1. Green light for Devonte Green?

Senior Devonte Green had the game of his career last year against the Ohio State Buckeyes in the Big Ten tournament. He was solely responsible for keeping the margin respectable as the rest of the offense sputtered up north in the United Center. Green shot an incredible 8 of 10 from behind the arc, which was good for then career high of 26 points, and he was by far the best player for Indiana that afternoon.

Green played somewhat limited minutes. There is speculation that he may have been a little bit banged up, but his 20 minutes against Northwestern was the second lowest usage he has seen all season. If Indiana is looking for the upset victory, Green has to perform much better than his one-point game against Northwestern with minutes on the floor.

2. What does Archie Miller’s shortened rotation look like?

The 11-man rotation was an interesting concept. The Hoosiers have the depth and all 11 scholarship players serve a unique purpose on the roster — that’s why they are on the roster. However, Indiana head coach Miller acknowledges the issue with having such a long bench: the players are unable to establish themselves in the game before they are rotated out.

You benefit with a deeper bench because players can rest and get back on the floor. For the Hoosiers, the concerns are the level of energy. At least in the past six or seven games, Indiana has not been able to wake up. Even for flashes when they have bursts of energy, the performance is usually quickly followed by a long stretch of offensive drought or defensive lapses.

Archie Miller is going to start using the bench as a motivator. Leashes are going to get tighter, and if you do not play well or up to his standards, you’ll expect to sit out entire games instead of just stretches of games. Against the Wildcats, Indiana used De’Ron Davis, Race Thompson, Damezi Anderson, and Jerome Hunter in just single digit minutes.

3. Matching up against Kaleb Wesson

The Hoosiers have more frontcourt options to throw at Kaleb Wesson on this 2019-2020 roster. De’Ron Davis was one of the main defenders against Wesson and he did fairly well against him last season. Unfortunately with foul trouble and general conditioning, De’Ron had to be replaced for other players that did not do as well against Kaleb.

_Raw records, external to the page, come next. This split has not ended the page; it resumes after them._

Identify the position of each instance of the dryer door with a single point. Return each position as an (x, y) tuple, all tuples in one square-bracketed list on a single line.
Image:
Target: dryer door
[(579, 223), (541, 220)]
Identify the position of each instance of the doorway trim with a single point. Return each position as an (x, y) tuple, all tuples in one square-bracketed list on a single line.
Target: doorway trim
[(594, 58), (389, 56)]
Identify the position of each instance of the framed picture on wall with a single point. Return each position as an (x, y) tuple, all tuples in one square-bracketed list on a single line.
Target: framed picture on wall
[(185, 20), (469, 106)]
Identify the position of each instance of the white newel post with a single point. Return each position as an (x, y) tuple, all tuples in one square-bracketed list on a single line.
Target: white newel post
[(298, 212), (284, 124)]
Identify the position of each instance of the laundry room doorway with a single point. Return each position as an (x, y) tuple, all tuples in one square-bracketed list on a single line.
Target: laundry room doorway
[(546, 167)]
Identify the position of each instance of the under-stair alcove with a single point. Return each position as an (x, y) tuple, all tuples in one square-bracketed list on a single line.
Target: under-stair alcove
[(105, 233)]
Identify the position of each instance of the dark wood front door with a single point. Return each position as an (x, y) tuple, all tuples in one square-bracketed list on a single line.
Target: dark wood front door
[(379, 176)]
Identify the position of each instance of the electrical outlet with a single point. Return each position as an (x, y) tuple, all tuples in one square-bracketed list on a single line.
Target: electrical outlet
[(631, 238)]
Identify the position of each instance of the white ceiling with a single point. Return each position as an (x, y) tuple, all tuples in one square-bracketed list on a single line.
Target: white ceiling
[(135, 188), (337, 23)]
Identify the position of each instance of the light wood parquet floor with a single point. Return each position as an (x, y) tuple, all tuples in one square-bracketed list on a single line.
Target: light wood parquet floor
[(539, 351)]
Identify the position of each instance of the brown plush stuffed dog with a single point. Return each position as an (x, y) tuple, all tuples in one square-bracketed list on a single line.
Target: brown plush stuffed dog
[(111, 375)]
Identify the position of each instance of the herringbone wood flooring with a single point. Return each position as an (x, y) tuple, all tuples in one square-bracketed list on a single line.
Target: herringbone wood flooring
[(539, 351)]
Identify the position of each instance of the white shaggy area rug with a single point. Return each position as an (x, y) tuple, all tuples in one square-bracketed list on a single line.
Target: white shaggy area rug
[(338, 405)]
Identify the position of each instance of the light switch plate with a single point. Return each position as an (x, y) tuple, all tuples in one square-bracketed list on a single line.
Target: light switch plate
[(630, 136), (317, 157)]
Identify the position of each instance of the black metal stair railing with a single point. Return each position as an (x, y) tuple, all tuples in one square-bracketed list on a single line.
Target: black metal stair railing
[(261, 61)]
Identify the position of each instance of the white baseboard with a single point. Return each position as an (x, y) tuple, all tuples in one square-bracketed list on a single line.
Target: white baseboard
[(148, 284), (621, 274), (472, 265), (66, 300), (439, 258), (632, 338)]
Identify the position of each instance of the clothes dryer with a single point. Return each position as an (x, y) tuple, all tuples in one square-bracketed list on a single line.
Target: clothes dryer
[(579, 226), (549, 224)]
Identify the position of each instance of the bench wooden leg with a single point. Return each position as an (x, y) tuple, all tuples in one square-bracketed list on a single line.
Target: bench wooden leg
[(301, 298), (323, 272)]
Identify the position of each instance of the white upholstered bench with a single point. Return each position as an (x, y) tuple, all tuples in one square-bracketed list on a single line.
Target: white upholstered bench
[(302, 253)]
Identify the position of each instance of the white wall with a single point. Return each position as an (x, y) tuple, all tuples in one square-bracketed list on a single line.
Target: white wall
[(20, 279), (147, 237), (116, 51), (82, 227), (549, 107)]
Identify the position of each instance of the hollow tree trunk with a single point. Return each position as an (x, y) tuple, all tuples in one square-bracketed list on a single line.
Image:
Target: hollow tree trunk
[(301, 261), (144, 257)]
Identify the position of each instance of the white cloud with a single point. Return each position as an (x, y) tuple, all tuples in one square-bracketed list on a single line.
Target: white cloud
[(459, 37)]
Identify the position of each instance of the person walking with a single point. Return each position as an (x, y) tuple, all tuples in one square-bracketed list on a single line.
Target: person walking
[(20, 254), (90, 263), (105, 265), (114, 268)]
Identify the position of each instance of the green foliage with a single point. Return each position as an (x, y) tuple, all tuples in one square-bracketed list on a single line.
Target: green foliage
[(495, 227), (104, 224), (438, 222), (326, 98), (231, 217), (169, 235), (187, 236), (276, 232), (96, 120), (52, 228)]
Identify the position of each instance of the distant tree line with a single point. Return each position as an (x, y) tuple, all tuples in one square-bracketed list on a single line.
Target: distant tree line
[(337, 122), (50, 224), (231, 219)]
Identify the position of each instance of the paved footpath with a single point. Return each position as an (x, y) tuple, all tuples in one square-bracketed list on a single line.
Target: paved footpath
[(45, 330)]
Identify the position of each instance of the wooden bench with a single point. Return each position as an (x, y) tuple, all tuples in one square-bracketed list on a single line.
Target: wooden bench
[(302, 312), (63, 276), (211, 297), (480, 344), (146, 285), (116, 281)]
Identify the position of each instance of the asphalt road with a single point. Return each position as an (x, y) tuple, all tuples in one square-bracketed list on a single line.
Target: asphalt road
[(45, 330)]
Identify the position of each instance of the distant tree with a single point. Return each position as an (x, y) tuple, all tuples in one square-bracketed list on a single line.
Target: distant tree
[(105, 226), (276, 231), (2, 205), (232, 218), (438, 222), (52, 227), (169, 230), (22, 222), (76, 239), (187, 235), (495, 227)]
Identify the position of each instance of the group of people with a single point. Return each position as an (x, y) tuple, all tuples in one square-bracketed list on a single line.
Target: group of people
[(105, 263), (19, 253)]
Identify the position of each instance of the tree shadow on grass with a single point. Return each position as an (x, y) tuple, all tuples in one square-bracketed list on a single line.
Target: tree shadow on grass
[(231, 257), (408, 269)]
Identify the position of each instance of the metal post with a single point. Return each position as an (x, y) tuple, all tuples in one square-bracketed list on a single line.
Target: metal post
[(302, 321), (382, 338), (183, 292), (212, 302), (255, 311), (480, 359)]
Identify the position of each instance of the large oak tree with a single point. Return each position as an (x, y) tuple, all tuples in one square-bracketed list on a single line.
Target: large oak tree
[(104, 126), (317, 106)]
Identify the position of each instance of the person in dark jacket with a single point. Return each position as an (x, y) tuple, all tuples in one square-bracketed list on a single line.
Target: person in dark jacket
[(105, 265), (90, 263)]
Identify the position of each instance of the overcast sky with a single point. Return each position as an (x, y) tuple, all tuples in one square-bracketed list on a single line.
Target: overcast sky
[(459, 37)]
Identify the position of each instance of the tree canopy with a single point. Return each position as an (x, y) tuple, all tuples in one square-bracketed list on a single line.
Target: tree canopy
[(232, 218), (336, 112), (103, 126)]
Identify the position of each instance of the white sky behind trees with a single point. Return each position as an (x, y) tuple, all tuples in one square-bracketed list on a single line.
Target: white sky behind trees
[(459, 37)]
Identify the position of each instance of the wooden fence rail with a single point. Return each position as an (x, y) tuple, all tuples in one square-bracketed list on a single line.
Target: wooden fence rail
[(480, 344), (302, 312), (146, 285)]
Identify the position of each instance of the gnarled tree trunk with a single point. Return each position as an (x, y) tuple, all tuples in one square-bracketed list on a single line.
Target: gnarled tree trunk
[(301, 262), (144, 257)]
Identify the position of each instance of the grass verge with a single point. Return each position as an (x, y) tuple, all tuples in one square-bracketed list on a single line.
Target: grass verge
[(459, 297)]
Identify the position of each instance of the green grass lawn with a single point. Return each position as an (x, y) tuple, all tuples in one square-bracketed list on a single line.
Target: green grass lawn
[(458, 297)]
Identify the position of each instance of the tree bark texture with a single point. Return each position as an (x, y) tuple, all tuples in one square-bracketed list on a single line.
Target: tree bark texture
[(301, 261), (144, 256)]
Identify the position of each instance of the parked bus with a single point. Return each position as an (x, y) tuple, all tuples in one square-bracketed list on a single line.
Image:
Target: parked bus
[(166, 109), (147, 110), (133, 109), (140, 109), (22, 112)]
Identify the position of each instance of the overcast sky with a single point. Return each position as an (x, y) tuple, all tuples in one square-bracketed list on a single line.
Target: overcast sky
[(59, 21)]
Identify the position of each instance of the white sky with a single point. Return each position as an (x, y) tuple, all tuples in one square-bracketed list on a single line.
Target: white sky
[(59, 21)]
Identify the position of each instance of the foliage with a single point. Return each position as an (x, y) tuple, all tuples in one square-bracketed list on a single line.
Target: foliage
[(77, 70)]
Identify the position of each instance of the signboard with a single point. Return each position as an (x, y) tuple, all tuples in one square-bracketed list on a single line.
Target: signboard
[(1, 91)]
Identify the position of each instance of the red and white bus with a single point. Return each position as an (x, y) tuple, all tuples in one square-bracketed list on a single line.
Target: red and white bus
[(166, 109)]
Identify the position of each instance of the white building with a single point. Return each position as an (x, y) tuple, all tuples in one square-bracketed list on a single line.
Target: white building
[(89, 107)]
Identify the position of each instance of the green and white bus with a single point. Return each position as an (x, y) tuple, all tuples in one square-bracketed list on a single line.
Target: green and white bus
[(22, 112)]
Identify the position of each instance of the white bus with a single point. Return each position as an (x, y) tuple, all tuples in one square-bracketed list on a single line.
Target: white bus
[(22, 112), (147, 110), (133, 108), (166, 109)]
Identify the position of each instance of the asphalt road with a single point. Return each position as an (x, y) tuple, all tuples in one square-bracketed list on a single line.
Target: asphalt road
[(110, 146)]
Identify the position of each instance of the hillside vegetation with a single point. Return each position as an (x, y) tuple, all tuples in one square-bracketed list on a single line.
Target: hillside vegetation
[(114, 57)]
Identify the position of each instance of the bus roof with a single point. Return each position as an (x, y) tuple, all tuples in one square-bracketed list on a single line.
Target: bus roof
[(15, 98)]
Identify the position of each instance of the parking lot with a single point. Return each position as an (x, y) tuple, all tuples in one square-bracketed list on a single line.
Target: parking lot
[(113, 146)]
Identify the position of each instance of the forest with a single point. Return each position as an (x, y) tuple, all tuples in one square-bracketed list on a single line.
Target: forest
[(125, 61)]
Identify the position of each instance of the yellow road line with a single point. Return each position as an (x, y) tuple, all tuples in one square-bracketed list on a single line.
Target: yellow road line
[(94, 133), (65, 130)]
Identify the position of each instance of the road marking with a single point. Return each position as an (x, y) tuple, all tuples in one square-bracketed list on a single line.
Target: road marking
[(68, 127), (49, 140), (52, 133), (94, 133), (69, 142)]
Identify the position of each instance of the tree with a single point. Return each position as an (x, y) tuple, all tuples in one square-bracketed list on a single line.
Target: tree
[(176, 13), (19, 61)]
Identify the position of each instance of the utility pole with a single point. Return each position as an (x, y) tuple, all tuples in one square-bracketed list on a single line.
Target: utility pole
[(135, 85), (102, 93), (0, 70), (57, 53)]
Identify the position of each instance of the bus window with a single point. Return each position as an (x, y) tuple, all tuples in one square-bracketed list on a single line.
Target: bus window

Miller has a number of frontcourt options to throw at Wesson with Joey Brunk being the most likely starter to face up against Kaleb. If the Hoosiers are able to deny him the entry passes and reasonably contest on three point attempts, they’ll at least be able to keep the game manageable. We’ve seen the offense shift heavily towards the guards when Kaleb Wesson struggles.

4. The Saturday afternoon crowd and a potential special guest

Talk around town is that the Hoosiers may get a special visitor on Saturday against Ohio State. Whether or not that actually happens, Indiana got a definite boost when the crowd was involved against Northwestern. But the crowd was rarely given a reason to get involved.

Being down for nearly 20 minutes, the Hoosiers could hear themselves think given the quietness of a shocked crowd at Simon Skjodt Assembly Hall. During a Northwestern 10-point run, you could even hear boos that may or may not have been directed at the officials.

Assembly Hall is a special place when important games come to town, and it creates a very difficult environment for opposing teams. This slumping Hoosiers team in particular could really use all the help they can get, whether or not it comes from the crowd or a former legend.

5. Leaning on the defense to get the win

Ohio State has been struggling offensively in their prior three games, and as mentioned earlier, they have been unable to muster up more than 60 points in each of the last three contests. The Hoosiers have been one of the worst teams in conference play when it comes to defense, but they have shown spurts of how their size can create incredible disruption for opponents.

The path to victory for the Hoosiers involves Indiana taking advantage of an Ohio State team that has been stagnant on offense, specifically in road environments. The talent is there for the Hoosiers, but is the motivation and energy there as well? We’ll find out on Saturday.